Precision and decision making

I will fix this post about medical decision making with an example that relates to a manuscript my colleagues and I posted recently on MedRxiv ( https://medrxiv.org/cgi/content/short/19011924v1). Women at high risk of tubo-ovarian carcinoma, such as women who carry a disease associated variant in BRCA1 or BRCA2 are usually offered prophylactic surgery (bilateral salpingo-oophorectomy) as a preventive measure. The lifetime risk of tubo-ovarian carcinoma in a BRCA1/2 carrier is over 15 per cent. Recently other genes with uncommon disease associated variants have been identified and there has been some debate about the level of risk that would be appropriate to offer prophylactic surgery. Some have suggested a lifetime risk of 3 to 5 per cent. This would be equivalent to a odds ratio of about 3. The purpose of this topic is not to discuss the rights and wrong of whether an odds ratio threshold of 3 is appropriate but about how we deal with estimates of risk at or around this value.

The example here is provided by the manuscript above. We sequenced the gene PALB2 in 13,000 samples from multiple case-control studies. Protein truncating variants were associated with an increased risk with an odds ratio of 3.0 (95% CI 1.6 – 5.7). The question now arises as to whether or not this is clinically useful.

Given that we cannot be certain what the true odds ratio is, how certain, as a percentage do we need to be that the odds ratio is above 3 to offer prophylactic surgery to carriers of a deleterious variant. I would say at least 50% and perhaps as high as 80%, but definitely not as high as 97.5% (corresponding to the lower 95% confidence limit). At this point it is worth remembering that a frequentist confidence interval does not give us any sort of certainty that the true value is within a given range (despite its name). Ideally, we would have done a formal Bayesian analysis of the original data in order to obtain a distribution of the likely odds rato estimate, but my team and I have not yet managed to convert to this. Instead I will resort to using mixture distributions to combine a prior distribution for the odds ratio and the observed distribution from the frequentist point estimate and standard error to generate a posterior. I have assume the prior distribution of the log(odds ratio) to be normal with mean log(3) and standard deviation 0.65, but truncated at an odds ratio of 1 because it is extremely unlikely that these variants would be associated with a reduced risk. These values were taken from a previously published risk estimate and confidence interval.

image

The prior, observed and posterior distributions are shown in the Figure. From the posterior distribution there is a 51% chance that the true odds ratio is 3 or greater. However, if we wanted to be 80% certain that the true odds ratio is 3 or greater, these data would be insufficient to warrant offering prophylactic surgery to carriers. If the true odds ratio is 3, even with a huge sample size, we will not have that degree of certainty.
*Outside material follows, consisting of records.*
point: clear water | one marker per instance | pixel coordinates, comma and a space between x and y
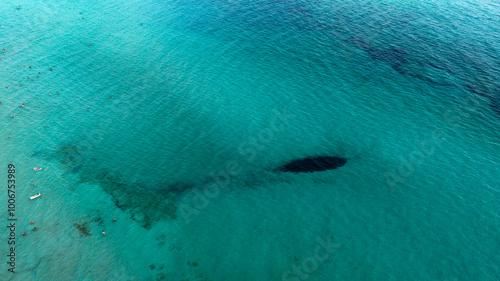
173, 95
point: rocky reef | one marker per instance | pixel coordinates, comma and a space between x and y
314, 164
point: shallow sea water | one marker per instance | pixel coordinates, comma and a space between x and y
176, 117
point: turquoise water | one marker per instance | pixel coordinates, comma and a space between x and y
175, 118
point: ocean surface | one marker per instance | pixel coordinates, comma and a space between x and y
174, 117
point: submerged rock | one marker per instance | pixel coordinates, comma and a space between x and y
314, 164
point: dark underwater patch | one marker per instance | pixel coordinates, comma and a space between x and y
314, 164
144, 206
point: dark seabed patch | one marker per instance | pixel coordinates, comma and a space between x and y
143, 205
314, 164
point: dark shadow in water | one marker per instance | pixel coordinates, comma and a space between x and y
314, 164
398, 59
145, 206
494, 99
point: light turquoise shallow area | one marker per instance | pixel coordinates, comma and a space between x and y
173, 96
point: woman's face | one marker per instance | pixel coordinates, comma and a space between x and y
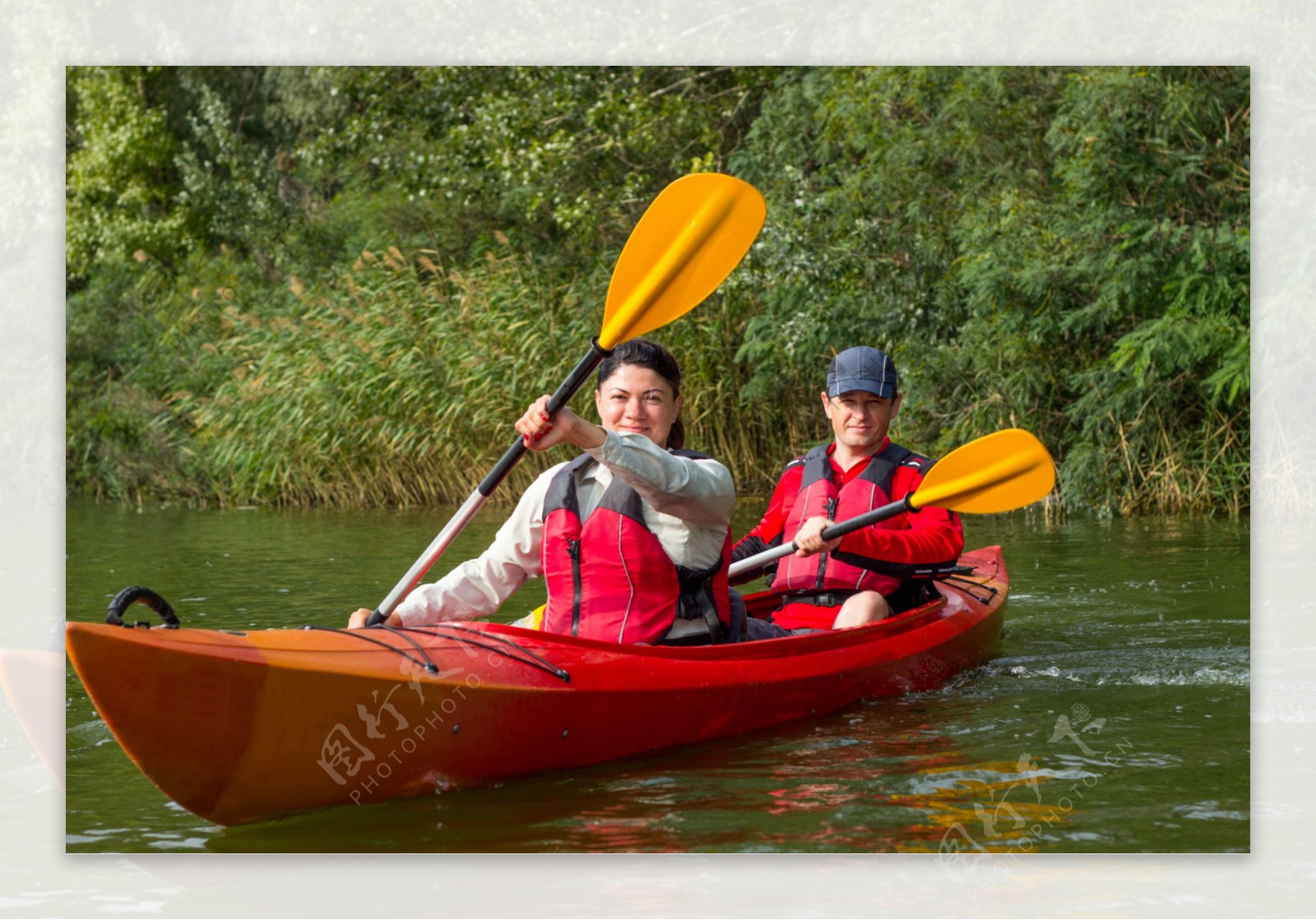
636, 400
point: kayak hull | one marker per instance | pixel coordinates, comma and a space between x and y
241, 728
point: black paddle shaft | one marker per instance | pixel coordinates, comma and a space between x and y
556, 402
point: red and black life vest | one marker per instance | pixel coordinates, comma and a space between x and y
820, 497
609, 578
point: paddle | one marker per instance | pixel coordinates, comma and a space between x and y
995, 473
688, 241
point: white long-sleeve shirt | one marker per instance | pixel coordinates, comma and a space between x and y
688, 506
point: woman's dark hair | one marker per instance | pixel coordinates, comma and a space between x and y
651, 356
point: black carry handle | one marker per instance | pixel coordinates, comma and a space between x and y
140, 595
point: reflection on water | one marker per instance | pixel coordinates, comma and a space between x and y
1112, 718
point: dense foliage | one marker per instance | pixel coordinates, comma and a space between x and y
341, 284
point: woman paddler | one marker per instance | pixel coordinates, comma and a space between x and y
633, 536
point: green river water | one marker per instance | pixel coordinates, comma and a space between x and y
1112, 718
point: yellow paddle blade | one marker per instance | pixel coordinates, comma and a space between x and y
995, 473
688, 240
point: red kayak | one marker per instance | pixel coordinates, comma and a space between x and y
243, 727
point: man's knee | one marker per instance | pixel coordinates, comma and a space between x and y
861, 608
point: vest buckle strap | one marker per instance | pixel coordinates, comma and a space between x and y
822, 599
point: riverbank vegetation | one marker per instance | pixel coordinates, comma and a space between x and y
304, 284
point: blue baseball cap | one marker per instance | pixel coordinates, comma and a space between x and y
865, 369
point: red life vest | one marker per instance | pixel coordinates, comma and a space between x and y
820, 497
609, 578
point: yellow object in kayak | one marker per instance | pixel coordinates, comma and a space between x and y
532, 620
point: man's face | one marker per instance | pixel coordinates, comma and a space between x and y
860, 420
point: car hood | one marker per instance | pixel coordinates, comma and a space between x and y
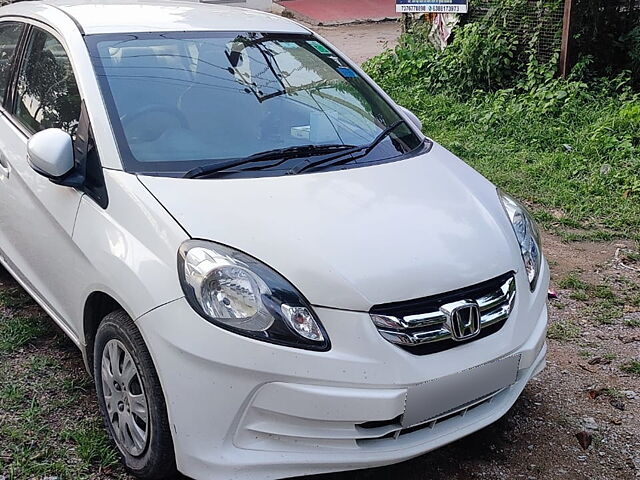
355, 238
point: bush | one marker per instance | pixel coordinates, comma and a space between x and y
480, 58
571, 147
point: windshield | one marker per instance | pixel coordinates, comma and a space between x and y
179, 101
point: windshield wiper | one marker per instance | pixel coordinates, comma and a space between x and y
280, 155
345, 157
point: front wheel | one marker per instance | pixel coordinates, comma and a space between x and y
131, 399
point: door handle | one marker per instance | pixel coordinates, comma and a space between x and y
4, 166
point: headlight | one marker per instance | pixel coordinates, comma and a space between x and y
527, 234
241, 294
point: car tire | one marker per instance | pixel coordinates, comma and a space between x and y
131, 399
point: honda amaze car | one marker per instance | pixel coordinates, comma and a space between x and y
269, 270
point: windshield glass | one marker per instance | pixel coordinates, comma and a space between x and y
179, 101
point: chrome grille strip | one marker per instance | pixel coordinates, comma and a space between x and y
418, 329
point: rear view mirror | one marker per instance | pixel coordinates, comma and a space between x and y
50, 153
413, 117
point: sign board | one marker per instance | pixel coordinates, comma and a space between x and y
432, 6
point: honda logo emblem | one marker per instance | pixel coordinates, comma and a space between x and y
463, 319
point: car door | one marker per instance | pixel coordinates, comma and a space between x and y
37, 216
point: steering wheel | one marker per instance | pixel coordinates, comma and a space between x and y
149, 131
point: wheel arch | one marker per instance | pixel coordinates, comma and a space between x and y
97, 306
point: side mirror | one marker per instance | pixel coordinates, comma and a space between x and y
413, 117
50, 153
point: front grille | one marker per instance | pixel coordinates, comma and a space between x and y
419, 326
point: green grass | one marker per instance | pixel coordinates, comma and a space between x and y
17, 331
632, 366
578, 155
572, 281
563, 331
92, 444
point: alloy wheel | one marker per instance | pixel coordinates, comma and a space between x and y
124, 398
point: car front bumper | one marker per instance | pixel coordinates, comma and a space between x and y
244, 409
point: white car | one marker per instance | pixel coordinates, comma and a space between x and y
268, 268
My question for others is how should we think about precision when the true effect is at or around and effect size that might be considered a threshold for decision making? I suspect that some sort of probabilistic thinking around the decision threshold is required, but I would be interested to hear the views of others.

Thanks for posting this Paul. I suggest making a few edits before I add my $.02 worth. Relative risk is much different from odds ratios. It would be good to not use RR anywhere but refer only to OR for clarity, including in the first paragraph.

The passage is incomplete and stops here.